Freedom of religion is important to maintain our Constitutional standards, but freedom from religion is equally important.  What needs to happen here is that not only does church and state need to remain separate, but the question of religious belief as a personal framework needs to be separate from religious practice as a public facing act as well.  If the method in which a religious practice is being carried out creates a public health threat for those who do not practice that religion, reason says that there must be limitations and considerations as to how it is exercised.
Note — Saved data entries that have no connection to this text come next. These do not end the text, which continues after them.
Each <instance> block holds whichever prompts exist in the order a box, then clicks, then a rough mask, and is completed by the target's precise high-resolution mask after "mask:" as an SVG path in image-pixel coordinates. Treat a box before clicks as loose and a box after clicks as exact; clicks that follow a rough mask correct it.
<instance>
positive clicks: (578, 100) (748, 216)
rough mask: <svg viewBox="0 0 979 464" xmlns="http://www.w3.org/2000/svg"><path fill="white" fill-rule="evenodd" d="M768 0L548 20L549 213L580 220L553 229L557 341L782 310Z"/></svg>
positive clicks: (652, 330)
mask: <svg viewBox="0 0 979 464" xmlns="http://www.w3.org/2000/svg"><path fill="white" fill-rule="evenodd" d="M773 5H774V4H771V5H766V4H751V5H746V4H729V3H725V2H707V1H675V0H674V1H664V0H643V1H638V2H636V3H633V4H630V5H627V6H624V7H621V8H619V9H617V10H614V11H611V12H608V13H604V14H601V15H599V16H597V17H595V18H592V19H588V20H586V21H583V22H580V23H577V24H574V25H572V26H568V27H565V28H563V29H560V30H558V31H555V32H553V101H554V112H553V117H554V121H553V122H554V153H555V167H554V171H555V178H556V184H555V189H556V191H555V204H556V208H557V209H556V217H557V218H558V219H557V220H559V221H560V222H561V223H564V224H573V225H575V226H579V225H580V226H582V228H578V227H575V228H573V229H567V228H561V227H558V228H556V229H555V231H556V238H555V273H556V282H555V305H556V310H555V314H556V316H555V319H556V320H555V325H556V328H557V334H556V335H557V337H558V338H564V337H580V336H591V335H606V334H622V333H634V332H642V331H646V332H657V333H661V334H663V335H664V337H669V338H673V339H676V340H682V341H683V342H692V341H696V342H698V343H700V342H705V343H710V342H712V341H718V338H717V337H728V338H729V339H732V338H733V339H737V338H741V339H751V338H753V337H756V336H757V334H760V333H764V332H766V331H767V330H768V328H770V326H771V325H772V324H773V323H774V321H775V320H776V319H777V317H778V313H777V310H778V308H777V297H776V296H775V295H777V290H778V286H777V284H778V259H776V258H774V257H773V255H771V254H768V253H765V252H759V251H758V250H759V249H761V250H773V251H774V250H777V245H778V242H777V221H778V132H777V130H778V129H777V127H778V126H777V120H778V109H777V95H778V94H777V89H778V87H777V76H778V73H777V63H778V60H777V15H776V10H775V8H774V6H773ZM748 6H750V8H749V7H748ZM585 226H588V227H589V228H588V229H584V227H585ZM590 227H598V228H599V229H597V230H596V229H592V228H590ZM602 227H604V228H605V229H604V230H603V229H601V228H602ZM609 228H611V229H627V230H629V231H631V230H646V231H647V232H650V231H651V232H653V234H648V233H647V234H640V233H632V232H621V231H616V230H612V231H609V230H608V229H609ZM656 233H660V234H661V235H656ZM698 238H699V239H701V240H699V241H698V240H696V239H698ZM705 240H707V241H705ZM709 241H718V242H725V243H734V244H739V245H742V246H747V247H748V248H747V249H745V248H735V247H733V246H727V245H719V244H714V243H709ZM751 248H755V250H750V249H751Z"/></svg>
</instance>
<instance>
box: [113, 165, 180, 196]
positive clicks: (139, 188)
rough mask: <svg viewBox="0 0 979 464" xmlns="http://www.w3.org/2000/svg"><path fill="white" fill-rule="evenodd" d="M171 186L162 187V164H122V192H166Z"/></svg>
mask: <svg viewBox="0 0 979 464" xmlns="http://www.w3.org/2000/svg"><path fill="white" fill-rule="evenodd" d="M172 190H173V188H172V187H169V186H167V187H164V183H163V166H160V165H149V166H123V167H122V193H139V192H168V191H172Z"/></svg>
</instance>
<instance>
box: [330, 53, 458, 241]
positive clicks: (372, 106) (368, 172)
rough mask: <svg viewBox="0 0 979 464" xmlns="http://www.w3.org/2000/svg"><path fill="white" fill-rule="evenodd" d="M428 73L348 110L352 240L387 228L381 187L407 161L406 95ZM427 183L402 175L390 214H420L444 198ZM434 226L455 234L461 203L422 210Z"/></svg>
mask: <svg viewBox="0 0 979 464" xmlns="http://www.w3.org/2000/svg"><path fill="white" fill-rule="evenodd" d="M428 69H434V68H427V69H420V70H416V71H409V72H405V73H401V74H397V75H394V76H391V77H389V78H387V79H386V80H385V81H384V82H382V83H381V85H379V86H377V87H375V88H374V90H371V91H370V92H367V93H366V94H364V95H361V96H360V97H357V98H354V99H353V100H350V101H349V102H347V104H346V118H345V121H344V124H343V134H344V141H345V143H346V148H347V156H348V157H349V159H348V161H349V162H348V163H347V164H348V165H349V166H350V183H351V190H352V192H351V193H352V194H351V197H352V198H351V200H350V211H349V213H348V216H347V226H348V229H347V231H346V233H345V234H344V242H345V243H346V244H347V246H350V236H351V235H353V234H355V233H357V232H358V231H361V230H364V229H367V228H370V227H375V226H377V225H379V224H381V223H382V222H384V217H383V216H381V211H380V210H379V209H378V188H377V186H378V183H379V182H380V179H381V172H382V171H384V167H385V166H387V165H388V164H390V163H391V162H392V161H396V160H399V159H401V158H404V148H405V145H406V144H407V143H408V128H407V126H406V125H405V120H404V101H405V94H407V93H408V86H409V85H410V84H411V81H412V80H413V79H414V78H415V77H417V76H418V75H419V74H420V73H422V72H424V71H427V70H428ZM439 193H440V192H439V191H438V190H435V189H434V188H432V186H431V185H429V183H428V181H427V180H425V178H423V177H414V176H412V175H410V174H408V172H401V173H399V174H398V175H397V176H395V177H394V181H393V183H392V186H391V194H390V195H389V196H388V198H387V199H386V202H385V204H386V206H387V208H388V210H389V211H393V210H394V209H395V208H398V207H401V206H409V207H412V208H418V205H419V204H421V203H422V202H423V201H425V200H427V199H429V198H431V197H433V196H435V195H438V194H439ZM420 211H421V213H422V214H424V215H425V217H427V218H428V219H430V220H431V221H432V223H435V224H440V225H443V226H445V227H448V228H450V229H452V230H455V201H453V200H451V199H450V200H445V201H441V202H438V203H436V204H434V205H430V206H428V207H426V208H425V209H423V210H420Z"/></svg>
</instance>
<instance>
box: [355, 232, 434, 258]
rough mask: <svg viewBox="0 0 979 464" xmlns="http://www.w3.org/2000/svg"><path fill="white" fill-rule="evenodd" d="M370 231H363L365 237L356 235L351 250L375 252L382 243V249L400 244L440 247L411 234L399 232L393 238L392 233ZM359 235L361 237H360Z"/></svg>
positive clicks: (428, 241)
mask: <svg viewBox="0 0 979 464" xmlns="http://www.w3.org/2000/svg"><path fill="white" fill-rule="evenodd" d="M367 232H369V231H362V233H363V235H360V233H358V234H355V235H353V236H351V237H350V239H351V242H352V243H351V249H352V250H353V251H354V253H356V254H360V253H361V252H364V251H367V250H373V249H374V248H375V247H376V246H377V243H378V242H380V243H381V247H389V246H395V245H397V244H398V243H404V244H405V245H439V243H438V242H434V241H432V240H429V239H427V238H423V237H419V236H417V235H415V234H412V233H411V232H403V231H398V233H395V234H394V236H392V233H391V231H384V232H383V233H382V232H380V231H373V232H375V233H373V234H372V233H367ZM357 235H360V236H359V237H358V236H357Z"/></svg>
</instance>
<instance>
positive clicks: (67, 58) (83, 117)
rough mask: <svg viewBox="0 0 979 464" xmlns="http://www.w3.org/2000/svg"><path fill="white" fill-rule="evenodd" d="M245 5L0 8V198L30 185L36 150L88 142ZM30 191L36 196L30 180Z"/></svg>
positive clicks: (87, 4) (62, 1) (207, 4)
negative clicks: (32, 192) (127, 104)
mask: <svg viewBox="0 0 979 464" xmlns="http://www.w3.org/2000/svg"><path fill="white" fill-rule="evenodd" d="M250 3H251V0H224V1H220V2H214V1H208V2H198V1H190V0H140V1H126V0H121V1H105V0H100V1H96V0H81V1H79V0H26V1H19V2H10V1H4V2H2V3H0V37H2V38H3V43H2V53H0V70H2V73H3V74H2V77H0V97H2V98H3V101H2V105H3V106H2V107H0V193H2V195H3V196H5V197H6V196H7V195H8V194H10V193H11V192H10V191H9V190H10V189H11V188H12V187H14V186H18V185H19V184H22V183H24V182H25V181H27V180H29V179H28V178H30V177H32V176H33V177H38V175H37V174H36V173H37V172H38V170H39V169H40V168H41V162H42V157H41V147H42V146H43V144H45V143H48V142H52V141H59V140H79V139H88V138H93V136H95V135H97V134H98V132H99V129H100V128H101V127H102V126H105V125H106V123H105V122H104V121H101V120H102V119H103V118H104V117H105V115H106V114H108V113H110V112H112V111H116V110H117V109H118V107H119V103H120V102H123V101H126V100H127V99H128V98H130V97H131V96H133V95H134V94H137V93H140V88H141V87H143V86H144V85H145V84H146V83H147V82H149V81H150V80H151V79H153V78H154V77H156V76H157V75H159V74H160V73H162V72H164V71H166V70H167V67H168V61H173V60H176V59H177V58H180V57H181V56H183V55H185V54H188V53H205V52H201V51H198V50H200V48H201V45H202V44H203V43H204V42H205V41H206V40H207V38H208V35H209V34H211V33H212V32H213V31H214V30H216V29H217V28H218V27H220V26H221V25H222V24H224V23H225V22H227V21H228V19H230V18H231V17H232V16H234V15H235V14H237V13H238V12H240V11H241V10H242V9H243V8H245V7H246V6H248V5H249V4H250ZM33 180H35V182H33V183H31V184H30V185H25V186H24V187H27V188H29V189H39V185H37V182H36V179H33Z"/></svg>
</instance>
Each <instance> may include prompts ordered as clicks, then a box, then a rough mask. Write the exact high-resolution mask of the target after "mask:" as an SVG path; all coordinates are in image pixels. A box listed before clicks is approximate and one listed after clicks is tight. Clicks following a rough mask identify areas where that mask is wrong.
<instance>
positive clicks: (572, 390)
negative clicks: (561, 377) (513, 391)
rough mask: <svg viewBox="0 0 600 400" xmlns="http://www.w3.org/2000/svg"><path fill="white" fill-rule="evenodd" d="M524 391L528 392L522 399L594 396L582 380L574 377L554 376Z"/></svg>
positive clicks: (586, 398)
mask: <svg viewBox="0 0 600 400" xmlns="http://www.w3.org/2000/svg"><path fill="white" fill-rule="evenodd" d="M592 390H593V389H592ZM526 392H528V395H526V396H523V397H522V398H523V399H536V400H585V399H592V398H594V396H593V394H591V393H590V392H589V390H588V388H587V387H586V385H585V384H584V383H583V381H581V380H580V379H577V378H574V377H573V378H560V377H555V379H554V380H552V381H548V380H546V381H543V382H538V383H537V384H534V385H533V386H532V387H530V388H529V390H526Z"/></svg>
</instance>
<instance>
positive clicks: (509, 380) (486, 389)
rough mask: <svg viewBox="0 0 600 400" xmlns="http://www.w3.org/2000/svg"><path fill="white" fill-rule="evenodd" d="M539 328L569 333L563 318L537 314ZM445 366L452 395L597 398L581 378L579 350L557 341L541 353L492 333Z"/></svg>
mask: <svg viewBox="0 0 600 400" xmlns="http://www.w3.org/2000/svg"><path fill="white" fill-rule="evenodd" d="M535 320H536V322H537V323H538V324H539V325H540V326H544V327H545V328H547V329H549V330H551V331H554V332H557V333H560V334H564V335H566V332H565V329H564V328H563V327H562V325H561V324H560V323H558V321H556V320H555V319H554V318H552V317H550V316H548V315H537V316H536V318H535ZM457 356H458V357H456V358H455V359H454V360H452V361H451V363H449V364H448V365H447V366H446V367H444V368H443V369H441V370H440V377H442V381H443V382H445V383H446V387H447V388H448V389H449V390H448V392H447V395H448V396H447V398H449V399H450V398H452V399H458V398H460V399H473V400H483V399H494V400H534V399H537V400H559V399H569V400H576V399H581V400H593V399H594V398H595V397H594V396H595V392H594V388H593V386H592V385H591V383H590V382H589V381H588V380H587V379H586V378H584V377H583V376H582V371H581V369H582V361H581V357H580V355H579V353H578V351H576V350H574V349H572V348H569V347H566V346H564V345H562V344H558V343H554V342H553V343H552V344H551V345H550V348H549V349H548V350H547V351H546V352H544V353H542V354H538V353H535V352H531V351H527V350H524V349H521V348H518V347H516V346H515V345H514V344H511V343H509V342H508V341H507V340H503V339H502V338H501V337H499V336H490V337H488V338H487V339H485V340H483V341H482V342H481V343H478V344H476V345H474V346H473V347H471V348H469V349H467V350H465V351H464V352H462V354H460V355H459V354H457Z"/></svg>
Moving into the next era of Supreme Court decisions will require all of us who are progressive faith leaders to remain vigilant and informed.  This ruling was handed down around midnight before a national holiday.  It literally snuck in.  What is more, law is based largely on precedent.  The precedent set by this decision is chilling.  It is an onramp to solidifying the foundation for religious exemption to be the broad law of the land giving a pass to violent discrimination and bigotry.  The conservative justices are poised to lead the way marching civil rights in the United States all the way back to 1789 one midnight decision at a time.

[1] Amy Howe, Justices lift New York’s COVID-related attendance limits on worship services, SCOTUSblog (Nov. 26, 2020, 2:18 AM), https://www.scotusblog.com/2020/11/justices-lift-new-yorks-covid-related-attendance-limits-on-worship-services/

[2] Ibid.

[3] Per Curiam, “2 ROMAN CATHOLIC DIOCESE OF BROOKLYN v. CUOMO,” 2020, 33.